|
Submitted by Assigned_Reviewer_4 Q1: Comments to author(s). First provide a summary of the paper, and then address the following criteria: Quality, clarity, originality and significance. (For detailed reviewing guidelines, see http://nips.cc/PaperInformation/ReviewerInstructions)
This paper proposes a method to recover signals from compressive measurements. The method consists of jointly estimating the signal and a Gaussian Mixture Model (GMM) capable of representing it succinctly. The main contribution of the paper is the idea of imposing a sparse structure on the GMM adapted to the case when the signal of interest corresponds to image patches. This is further exploited by a more structured prior that promotes an appropriate group-sparsity pattern (essentially interactions between adjoining pixels are not penalized by the sparsity-inducing penalty). Some theoretical results are provided for the case in which there is just one Gaussian in the mixture, but their implication or the conditions under which they hold are not explained clearly. Numerical simulations show that the method yields good results for very small images and for individual image patches. However the question of how to apply the method to normal-sized images is not addressed.
This paper presents an interesting and potentially useful method for the compressed sensing of image patches and provides some hopeful numerical results. Its main weaknesses are:
-The theoretical results are very confusing. It is very difficult to derive any conclusions from the statement of the theorems or the additional explanations, which are very vague. The conditions for the theorems, which seem quite strong and ad hoc, are not explained. For example, a bound delta_max on the error seems to be assumed in Theorem 3. Also, the results in Theorem 2 are asymptotic and in high probability but this is not mentioned anywhere (except in the proof within the supplementary material). Finally, no attempt is made to clarify for what kind of sensing matrices the results would hold.
-The extension of the theory to the case of several Gaussians, which does not seem trivial and is the method that is actually applied in practice, is not discussed.
-Not a lot of visual results are shown either in the paper or in the supplementary material (this would be a good sanity check and I encourage the authors to include them).
-It is not discussed how to combine the patches obtained from the method to produce whole images. Reference [3] states that this is not trivial, so the authors should at least discuss it.
Quality:
The paper introduces a novel approach to signal estimation using GMMs by promoting sparsity and group sparsity in the covariance matrices.
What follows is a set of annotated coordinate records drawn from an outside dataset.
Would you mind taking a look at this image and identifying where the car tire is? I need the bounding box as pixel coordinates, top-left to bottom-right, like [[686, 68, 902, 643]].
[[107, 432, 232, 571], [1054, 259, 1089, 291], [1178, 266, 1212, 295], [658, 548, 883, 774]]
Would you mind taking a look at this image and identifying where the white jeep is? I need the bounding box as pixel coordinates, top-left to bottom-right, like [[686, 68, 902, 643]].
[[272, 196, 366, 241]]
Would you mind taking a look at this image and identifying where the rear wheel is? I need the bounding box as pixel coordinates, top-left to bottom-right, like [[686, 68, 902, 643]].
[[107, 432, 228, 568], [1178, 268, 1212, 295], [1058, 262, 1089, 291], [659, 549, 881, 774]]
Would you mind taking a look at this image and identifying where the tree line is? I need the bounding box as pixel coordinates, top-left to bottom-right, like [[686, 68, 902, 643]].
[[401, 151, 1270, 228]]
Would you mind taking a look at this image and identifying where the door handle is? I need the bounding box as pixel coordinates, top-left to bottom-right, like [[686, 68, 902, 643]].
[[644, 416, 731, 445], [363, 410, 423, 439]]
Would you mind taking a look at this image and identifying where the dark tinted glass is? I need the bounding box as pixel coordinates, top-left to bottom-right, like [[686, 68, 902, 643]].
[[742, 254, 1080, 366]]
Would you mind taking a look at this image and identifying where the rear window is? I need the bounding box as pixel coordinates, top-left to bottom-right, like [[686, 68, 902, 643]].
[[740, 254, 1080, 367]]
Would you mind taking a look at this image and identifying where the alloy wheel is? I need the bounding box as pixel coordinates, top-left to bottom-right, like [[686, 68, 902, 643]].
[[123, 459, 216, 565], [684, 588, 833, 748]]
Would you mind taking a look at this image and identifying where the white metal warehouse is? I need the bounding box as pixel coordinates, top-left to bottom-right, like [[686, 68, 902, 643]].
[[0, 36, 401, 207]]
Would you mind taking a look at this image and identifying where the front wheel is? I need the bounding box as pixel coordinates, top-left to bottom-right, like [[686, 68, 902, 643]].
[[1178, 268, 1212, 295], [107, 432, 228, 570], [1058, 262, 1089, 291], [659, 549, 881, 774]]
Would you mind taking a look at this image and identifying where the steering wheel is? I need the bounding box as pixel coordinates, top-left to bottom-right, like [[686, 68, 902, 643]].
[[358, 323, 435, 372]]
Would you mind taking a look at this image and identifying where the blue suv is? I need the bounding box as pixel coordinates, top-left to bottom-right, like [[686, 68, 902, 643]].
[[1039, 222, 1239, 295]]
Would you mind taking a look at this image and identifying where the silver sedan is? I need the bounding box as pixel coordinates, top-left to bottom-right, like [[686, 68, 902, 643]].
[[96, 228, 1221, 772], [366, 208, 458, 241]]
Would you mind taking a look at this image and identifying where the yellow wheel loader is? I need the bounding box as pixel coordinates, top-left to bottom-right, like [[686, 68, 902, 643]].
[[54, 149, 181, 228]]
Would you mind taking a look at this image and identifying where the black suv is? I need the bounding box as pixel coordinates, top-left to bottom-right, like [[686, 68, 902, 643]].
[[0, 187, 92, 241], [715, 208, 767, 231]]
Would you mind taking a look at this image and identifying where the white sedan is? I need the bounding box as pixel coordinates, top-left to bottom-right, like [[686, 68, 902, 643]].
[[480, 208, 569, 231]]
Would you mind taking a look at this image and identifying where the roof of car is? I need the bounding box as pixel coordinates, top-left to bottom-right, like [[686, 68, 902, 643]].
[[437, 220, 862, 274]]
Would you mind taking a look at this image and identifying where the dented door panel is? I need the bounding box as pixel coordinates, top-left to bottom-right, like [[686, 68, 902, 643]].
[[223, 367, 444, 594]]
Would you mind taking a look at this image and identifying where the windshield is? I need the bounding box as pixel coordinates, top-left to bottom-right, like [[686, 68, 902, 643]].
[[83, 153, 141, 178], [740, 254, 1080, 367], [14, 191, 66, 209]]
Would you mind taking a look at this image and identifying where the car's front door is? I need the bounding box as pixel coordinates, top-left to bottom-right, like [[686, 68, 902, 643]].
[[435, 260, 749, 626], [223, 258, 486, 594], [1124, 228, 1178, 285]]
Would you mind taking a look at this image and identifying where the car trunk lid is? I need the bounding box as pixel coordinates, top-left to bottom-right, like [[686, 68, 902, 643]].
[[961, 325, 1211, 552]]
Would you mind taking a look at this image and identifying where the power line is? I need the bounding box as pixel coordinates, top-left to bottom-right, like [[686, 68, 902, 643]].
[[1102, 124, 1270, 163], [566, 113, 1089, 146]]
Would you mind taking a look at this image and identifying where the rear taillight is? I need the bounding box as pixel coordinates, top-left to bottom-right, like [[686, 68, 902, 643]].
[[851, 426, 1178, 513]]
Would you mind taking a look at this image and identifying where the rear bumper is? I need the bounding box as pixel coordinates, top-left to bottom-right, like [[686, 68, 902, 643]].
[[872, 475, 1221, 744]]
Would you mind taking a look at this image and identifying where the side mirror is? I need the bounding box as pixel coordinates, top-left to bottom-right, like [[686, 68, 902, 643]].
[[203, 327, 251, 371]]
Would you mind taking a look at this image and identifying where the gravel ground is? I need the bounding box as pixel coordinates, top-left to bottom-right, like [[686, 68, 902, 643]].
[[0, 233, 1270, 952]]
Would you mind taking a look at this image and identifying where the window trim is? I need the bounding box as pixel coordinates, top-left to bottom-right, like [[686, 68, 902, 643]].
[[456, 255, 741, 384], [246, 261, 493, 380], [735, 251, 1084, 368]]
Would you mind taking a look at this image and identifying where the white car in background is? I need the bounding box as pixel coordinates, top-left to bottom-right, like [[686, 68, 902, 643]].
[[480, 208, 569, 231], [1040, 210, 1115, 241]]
The authors provide some numerical evidence for very small images and image patches, although they do not tackle the reconstruction of whole images. The theoretical results are not very conclusive.
Clarity:
The paper is relatively clearly written, except for the more technical parts which are confusing and difficult to follow. This is apparent in Section 3, where the authors barely discuss the conditions and the results of the theorems. Theorem 3 for example can only hold with high probability and asymptotically as it is “a combination of Theorems 1 and 2”, but this is not even mentioned!
Some of the other mathematical statements are not very rigorous. For example, in equation (15) it seems that the authors consider x hat and x tilde random variables but they do not clarify in what sense the equality holds. The equality “follows from [21]” if delta_i is independent of x_i, but it is not clear to me that this is true. If it is, the authors should explain in what sense (in expectation, with high probability, etc.). Also, the authors refer to other works: “Following [21]” (line 280), “Similar to [21]” (line 284) … in a very vague way without specifying what part of the cited works they mean, which makes it difficult for the reader to follow.
Originality:
The idea of promoting a sparse or group-sparse structure of the covariance matrices in a GMM while performing signal estimation is novel to the best of my knowledge.
Significance:
I don’t think that the contribution of the paper is very significant because of the limited scope of the theory and because the numerical results do not include reconstructions of whole images.
After reading the authors' rebuttal, my views on the paper are basically unchanged, although I'm increasing the score to 6. In particular, even though it might be straightforward to combine the patches, this does not mean that they should produce an accurate estimate of features in the image that span several patches. However, it is perhaps understandable that the authors do not address this given the space constraints. Q2: Please summarize your review in 1-2 sentences
The paper introduces a novel approach to signal estimation using GMMs by promoting sparsity and group sparsity in the covariance matrices. The authors provide some numerical evidence for small images and image patches, although they do not tackle the reconstruction of whole images, and some theoretical results that are not very conclusive. Submitted by Assigned_Reviewer_28 Q1: Comments to author(s). First provide a summary of the paper, and then address the following criteria: Quality, clarity, originality and significance. (For detailed reviewing guidelines, see http://nips.cc/PaperInformation/ReviewerInstructions)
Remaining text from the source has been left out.